Rainfall image DB construction for rainfall intensity estimation from CCTV videos: focusing on experimental data in a climatic environment chamber (CCTV 영상 기반 강우강도 산정을 위한 실환경 실험 자료 중심 적정 강우 이미지 DB 구축 방법론 개발)

  • Byun, Jongyun;Jun, Changhyun;Kim, Hyeon-Joon;Lee, Jae Joon;Park, Hunil;Lee, Jinwook
    • Journal of Korea Water Resources Association
    • /
    • v.56 no.6
    • /
    • pp.403-417
    • /
    • 2023
  • In this research, a methodology was developed for constructing an appropriate rainfall image database for estimating rainfall intensity based on CCTV video. The database was constructed in the Large-Scale Climate Environment Chamber of the Korea Conformity Laboratories, which can control variables with high irregularity and variability in real environments. 1,728 scenarios were designed under five different experimental conditions. 36 scenarios and a total of 97,200 frames were selected.

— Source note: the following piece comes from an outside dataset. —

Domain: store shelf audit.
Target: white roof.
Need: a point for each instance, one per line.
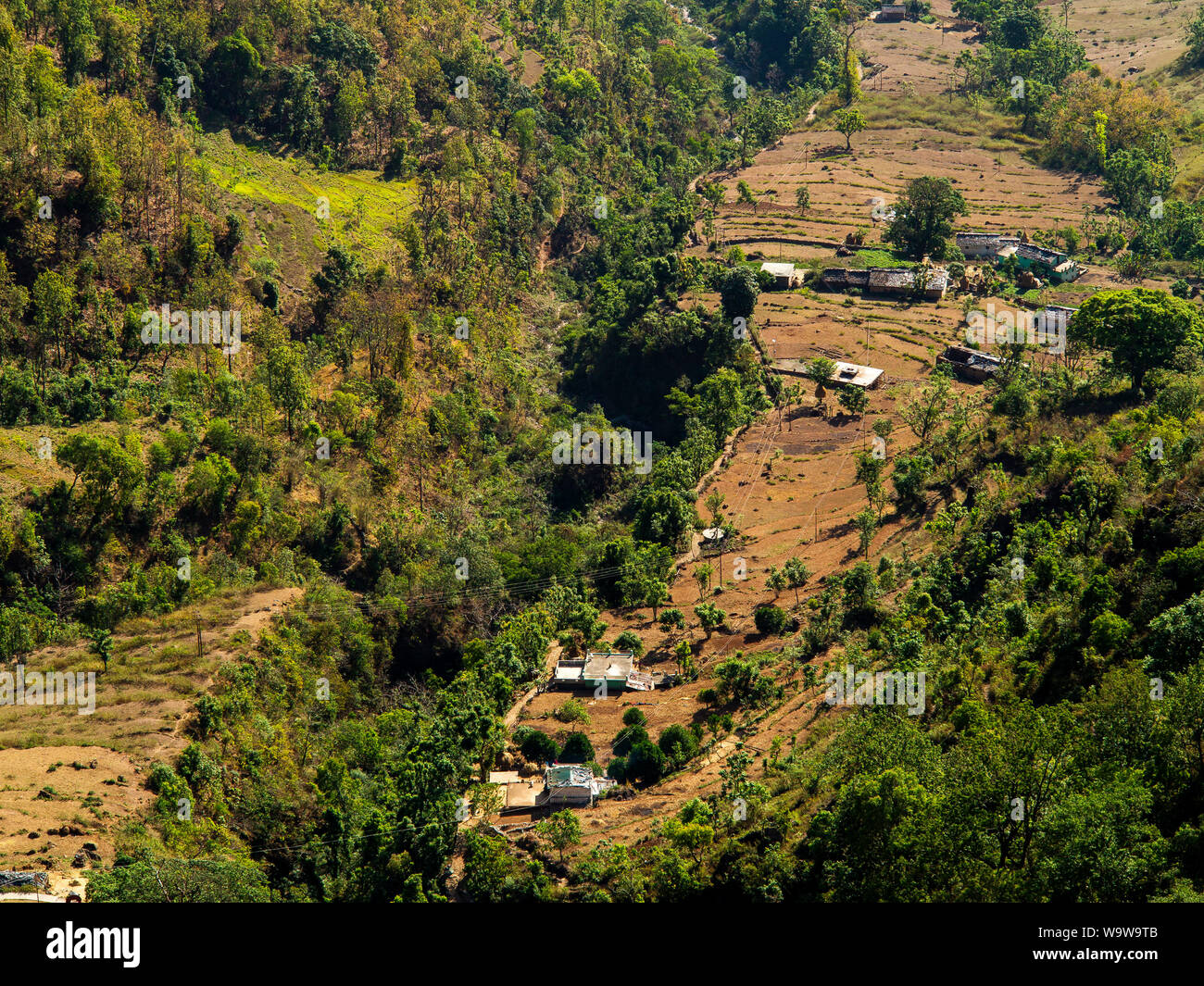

Rain streaks were extracted using the k-nearest neighbor algorithm by calculating the difference between each image and the background. To prevent overfitting, data with pixel values greater than set threshold, compared to the average pixel value for each image, were selected. The area with maximum pixel variability was determined by shifting with every 10 pixels and set as a representative area (180×180) for the original image. After re-transforming to 120×120 size as an input data for convolutional neural networks model, image augmentation was progressed under unified shooting conditions. 92% of the data showed within the 10% absolute range of PBIAS. It is clear that the final results in this study have the potential to enhance the accuracy and efficacy of existing real-world CCTV systems with transfer learning.